In middle school, friendships are complicated by hormones. Blatchley counselor Jael McCarty has to manage that — both in the real world, and in the digital world where students spend so much time interacting. And she has to teach two periods a day of P.E.
“We deal with the cyber-stuff: Cyberbullying, Snapchat, all the stuff that goes on there. This is all stuff that comes up in middle school. On top of that I do all the scheduling, and the changes of schedules. So I field a lot of parent phone calls, My kid doesn’t like this class, can he take this class, why not?, why is it too full? I do the Migrant Ed programming, trying to figure out what our Migrant Ed students can benefit from and trying to figure out how to implement that into our school. I’m also a member of the district TIPS team — Team Initiated Problem Solving. So I’ve got my hands in a lot of different things. On top of that I teach the last two periods of the day. At the end of the day I go check in with Ben (White) to make sure I didn’t miss anything during those times that I taught so I don’t need to catch up. Other than that… it’s crazy! (audience laughs) I’m going to go gray by the end!”

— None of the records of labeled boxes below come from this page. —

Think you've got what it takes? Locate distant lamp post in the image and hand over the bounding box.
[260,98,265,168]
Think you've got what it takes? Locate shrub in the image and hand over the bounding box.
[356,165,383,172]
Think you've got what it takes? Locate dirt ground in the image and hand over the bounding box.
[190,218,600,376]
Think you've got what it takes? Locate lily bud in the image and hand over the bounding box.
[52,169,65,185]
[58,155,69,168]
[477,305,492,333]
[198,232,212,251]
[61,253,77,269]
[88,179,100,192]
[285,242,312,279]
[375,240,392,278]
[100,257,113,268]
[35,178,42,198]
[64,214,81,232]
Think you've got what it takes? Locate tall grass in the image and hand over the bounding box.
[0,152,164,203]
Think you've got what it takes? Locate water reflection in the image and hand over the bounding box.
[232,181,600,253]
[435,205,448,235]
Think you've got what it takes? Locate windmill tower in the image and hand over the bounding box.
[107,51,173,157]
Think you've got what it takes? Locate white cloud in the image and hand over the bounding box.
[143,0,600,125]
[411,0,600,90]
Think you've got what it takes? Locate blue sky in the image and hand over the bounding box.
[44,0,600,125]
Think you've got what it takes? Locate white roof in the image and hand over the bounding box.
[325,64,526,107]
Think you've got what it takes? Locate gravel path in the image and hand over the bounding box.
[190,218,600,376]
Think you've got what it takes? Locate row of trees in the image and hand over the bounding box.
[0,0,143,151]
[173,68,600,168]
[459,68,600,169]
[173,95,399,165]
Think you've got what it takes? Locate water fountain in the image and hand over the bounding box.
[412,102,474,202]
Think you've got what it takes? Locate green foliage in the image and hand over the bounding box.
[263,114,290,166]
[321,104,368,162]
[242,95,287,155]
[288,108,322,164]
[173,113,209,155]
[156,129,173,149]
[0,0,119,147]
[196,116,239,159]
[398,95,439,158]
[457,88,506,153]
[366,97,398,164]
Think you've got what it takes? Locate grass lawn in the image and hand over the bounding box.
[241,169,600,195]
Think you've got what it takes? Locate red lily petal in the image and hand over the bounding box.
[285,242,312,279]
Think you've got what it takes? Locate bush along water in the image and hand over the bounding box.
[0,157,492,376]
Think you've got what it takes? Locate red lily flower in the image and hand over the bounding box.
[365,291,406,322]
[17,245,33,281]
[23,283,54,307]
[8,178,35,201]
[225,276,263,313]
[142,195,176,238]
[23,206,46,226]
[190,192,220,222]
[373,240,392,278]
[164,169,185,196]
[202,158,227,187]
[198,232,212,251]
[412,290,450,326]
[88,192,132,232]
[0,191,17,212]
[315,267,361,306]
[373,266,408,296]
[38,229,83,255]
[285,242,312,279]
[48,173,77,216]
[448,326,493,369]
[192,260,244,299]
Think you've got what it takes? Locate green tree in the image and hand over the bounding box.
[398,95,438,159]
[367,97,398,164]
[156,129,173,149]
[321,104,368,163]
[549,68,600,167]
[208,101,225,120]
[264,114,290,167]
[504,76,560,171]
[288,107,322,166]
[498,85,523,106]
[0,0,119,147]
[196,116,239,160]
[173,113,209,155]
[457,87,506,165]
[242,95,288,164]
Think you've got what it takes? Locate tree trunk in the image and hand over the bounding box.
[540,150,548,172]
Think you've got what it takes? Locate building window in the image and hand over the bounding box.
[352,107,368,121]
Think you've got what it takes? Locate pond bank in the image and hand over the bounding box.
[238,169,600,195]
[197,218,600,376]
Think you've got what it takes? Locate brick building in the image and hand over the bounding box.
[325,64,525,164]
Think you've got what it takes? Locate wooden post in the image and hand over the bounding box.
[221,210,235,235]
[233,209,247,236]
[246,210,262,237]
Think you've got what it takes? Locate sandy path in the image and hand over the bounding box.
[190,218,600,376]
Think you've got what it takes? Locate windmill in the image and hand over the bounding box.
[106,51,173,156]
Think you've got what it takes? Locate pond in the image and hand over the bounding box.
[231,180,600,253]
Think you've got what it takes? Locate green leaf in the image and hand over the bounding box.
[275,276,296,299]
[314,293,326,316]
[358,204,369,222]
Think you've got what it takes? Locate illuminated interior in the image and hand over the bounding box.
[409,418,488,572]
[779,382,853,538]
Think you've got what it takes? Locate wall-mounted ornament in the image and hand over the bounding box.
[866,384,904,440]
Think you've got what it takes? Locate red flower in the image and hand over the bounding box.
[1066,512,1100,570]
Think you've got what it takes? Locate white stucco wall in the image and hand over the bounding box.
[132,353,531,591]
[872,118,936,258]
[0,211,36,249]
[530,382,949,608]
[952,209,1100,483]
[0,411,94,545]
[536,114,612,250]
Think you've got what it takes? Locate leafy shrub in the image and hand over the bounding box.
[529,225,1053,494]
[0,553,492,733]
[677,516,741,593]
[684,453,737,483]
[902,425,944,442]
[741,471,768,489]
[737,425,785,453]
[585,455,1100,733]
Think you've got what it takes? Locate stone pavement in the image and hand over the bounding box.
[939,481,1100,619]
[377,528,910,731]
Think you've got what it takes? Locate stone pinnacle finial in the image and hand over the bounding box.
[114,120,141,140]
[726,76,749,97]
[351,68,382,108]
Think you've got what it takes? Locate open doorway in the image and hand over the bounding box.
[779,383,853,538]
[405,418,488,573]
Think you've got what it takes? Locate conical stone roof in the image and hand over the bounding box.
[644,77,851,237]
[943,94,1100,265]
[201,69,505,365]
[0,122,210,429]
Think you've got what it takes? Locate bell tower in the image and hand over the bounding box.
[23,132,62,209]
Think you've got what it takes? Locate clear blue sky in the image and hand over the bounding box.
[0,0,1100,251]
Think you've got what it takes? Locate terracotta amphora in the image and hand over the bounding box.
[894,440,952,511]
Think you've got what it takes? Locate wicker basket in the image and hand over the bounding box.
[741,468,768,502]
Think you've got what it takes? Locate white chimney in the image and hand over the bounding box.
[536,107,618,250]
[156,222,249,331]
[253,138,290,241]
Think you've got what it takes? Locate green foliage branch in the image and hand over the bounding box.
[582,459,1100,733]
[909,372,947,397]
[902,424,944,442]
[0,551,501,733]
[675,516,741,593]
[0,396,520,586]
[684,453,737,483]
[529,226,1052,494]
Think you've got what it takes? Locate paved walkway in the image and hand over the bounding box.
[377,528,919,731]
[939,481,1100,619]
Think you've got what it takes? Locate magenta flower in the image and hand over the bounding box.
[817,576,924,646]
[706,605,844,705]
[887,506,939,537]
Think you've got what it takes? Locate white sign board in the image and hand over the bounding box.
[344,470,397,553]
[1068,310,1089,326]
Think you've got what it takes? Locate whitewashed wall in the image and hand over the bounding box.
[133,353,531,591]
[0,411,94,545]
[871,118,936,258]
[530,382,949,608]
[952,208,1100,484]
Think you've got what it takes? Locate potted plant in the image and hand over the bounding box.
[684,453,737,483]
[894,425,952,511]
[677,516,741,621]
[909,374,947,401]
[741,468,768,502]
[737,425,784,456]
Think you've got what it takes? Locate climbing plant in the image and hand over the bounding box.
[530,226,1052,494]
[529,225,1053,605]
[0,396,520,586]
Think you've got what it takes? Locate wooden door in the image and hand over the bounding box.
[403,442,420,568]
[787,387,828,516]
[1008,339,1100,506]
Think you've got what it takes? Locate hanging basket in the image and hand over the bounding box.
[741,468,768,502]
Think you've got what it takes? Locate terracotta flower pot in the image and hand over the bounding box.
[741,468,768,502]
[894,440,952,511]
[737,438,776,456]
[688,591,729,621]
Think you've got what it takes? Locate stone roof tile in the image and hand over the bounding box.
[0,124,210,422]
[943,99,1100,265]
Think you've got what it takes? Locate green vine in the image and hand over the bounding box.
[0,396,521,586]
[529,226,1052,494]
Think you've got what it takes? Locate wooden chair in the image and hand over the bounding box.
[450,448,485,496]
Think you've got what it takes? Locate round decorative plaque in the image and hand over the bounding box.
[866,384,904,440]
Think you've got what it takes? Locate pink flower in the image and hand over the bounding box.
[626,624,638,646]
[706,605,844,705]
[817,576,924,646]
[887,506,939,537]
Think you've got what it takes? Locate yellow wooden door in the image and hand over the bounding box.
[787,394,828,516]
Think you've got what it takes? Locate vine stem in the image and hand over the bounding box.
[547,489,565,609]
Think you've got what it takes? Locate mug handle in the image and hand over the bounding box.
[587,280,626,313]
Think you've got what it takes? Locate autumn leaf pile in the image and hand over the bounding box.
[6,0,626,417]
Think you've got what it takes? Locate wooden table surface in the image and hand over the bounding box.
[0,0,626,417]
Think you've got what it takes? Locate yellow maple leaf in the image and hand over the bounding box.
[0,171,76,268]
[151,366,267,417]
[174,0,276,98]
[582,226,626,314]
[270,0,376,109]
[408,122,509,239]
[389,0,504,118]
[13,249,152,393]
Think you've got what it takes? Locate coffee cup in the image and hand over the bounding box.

At the high school level, counseling splits into two tracks — Ben Cordero provides academic counseling and career guidance, and Cory Schumejda tackles issues that have now taken on a more adult character, like substance abuse and intimate partner violence among others.
Again Quinlynn Holder, who represents the Sitka Student Body on the school board, thanked the high school counselors for their work, saying that she’d “cried many times in their office since freshman year.”
Holder said she first recognized the importance — and the availability — of school counseling when she was having a tough time in 8th grade.
“And I hadn’t built up the courage to talk to my parents about seeing a therapist or someone like that. And it was crazy talking to her. It’s so different from talking to your parents or your friends or a different community member because it’s someone who’s trained to talk to you about your feelings and how to work out what you’re feeling.”
The school board won’t begin hammering out next year’s budget until after the New Year, but president Jen McNichol warned that there were some who considered the district’s counseling program to be “low-hanging fruit.”
Hence almost an entire school board meeting devoted to learning exactly how counselors spend their time.
“We want this conversation to be out in the community, so that the community values this resource that we are so fortunate to currently have. But it’s not guaranteed — as is nothing guaranteed — at this point in this economic climate we face. So we need community support.”
Maggie Gallin counsels at Pacific High. Also a professional social worker with a graduate degree from Columbia, Gallin urged the board to continue her position after federal grant funding ended next year. Without counseling, Gallin suggested that the district would never achieve its goal of 100-percent student success.
“Because expecting a student to perform academically, or expecting the dropout rate to decline, when we’re not helping students and families meet their basic needs, is going to be a dead end.”